Hi.
I'm using fluent-bit 13.2 daemonset with the following configuration:
[SERVICE]
Flush 1
Daemon Off
Log_Level info
Parsers_File parsers.conf
[INPUT]
Name tail
Tag kube.*
Path /var/log/containers/*.log
Exclude_Path ${FLUENT_ELASTICSEARCH_EXCLUDE}
Parser docker
DB /var/log/${FLUENT_INTERNAL_DB}
Mem_Buf_Limit 20MB
Buffer_Chunk_Size 32k
Buffer_Max_Size 128k
[FILTER]
Name kubernetes
Match kube.*
Kube_URL https://kubernetes.default.svc:443
Merge_Log On
[OUTPUT]
Name es
Match *
Host ${FLUENT_ELASTICSEARCH_HOST}
Port ${FLUENT_ELASTICSEARCH_PORT}
Logstash_DateFormat ${FLUENT_ELASTICSEARCH_INDEX_DATE_FORMAT}
Logstash_Format On
Retry_Limit False
Logstash_Prefix ${FLUENT_ELASTICSEARCH_INDEX}
Index ${FLUENT_ELASTICSEARCH_INDEX}
Time_Key _@timestamp
Generate_ID On
In logs with " like this one, fluent-bit doesn't parse the log.
{"@timestamp":"2018-06-04T16:40:04.732+00:00","@version":1,"message":"Error processing (flow.ProcessErrorException: Failed to aggregate fields in Task from event -> Dimension HOME_NETWORK_ID has an empty value) event ->EventImpl [_internalMap=\nRD_ACCESS_POINT_NAME_NI (String) \"abc \"\nRD_CALL_EVENTS_COUNT (Long) 5\nRD_CALL_EVENT_DURATION (Long) 1084\nRD_CALL_EVENT_START_TIMESTAMP (String) \"20170101180000\"\nRD_CAUSE_FOR_TERMINATION (Long) 0\nRD_CHARGING_ID (Long) 00000000\nRD_DATA_VOLUME_INCOMING (Long) 0\nRD_DATA_VOLUME_OUTGOING (Long) 0\nRD_EVENT_TYPE (String) \"GPRS\"\nRD_EVENT_UTC_TIME_OFFSET (String) \"+0100\"\nRD_GGSN_ADDRESS (String) \"0.0.0.0\"\nRD_IMEI (String) \"9999999999999999\"\nRD_IMSI (String) \"9999999999999999\"\nRD_SGSN_ADDRESS (String) \"0.0.0.0\"\n, eventType=REGULAR, inputEntry=ControlId [3 - NXXXXXXXXXXC0010000] at position 5 5]","logger_name":"loading.services.LoadingProcessManager.[LoadingProcessManager]","thread_name":"LP(286)-P(0)-E(0)","level":"WARN","level_value":30000,"code":"G1000","instance":"product","layer":"backend"}
It seems related to \"abc \" inside the field message value.
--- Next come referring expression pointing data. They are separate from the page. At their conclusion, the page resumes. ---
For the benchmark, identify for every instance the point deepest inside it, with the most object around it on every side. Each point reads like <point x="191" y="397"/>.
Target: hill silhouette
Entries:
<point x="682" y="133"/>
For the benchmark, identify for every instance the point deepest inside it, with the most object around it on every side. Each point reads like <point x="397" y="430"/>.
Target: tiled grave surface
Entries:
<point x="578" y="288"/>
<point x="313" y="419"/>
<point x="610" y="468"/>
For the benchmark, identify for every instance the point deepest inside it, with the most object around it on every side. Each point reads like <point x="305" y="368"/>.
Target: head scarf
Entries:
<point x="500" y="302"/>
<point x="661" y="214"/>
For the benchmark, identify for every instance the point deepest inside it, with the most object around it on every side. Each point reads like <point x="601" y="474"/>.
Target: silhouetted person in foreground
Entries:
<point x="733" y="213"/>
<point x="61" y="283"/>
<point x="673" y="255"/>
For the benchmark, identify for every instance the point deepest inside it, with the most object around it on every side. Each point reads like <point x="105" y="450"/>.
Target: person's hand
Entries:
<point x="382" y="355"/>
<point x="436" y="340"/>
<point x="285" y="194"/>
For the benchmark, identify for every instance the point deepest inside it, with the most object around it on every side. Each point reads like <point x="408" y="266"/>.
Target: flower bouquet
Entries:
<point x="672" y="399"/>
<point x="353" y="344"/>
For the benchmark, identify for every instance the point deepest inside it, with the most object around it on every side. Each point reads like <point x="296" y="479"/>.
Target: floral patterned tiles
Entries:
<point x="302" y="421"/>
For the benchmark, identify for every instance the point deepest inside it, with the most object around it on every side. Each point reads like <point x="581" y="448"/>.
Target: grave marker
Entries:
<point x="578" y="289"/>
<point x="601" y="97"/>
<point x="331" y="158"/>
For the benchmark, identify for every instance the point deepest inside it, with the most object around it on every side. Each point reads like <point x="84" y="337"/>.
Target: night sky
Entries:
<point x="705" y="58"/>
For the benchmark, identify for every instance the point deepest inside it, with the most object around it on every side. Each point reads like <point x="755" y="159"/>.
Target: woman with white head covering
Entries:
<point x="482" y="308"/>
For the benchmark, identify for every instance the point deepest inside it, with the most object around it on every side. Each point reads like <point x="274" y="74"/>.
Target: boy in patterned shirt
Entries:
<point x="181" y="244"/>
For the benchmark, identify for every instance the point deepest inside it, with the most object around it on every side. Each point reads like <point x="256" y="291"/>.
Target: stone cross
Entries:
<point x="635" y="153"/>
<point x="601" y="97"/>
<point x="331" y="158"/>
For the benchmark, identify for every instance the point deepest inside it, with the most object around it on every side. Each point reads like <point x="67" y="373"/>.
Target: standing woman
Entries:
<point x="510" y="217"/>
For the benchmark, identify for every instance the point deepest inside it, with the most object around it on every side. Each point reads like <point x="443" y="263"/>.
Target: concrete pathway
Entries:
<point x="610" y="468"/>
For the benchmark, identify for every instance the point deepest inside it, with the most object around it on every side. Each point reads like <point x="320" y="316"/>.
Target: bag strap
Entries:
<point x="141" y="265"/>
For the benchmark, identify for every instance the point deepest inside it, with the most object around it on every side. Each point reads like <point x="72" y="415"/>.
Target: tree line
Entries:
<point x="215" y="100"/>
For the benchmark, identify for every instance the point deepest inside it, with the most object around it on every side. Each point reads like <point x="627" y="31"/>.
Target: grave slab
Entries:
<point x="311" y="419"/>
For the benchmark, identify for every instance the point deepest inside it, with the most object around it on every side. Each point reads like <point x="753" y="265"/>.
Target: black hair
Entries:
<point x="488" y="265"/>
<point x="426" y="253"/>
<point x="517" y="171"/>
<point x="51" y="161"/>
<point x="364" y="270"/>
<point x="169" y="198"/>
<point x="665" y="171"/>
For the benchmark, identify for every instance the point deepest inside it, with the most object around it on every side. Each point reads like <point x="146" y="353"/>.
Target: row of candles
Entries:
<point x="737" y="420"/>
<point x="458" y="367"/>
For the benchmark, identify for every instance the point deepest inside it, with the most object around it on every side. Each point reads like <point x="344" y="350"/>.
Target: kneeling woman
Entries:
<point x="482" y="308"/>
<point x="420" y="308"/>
I was using the docker parser. Also tried changing the parser to:
[PARSER]
Name docker
Format json
Time_Key time
Time_Format %Y-%m-%dT%H:%M:%S.%L
Time_Keep On
# Command | Decoder | Field | Optional Action
# =============|==================|=================
Decode_Field_As json log try_next
Decode_Field_As escaped log
but the result is the same.
I was using version 11 and it was working ok with this kind of logs.
I'm having the same issue at the moment. If anyone can assist, it'd be great.
I've been trying with all the Decode_Field_As combinations I can imagine without success. I need to find a way to keep the " escaped inside the message field
@rgomesf would you please paste (in formatted mode) your docker parser content that comes from your configmap ?
Found the problem in your config, in your docker parser you are processing a key named __log__, but in your log example the content is inside the key called __message__. Just put something like this in your docker parser:
[PARSER]
Name docker
Format json
Time_Key time
Time_Format %Y-%m-%dT%H:%M:%S.%L
Time_Keep On
# Command | Decoder | Field | Optional Action
# =============|==================|=================
Decode_Field_As escaped message
Hi @edsiper .
I already tried with that config and it also didn't work
I found two outcomes:
Decode_Field_As escaped json
The log isn't parsed as json when the message field has " in the value.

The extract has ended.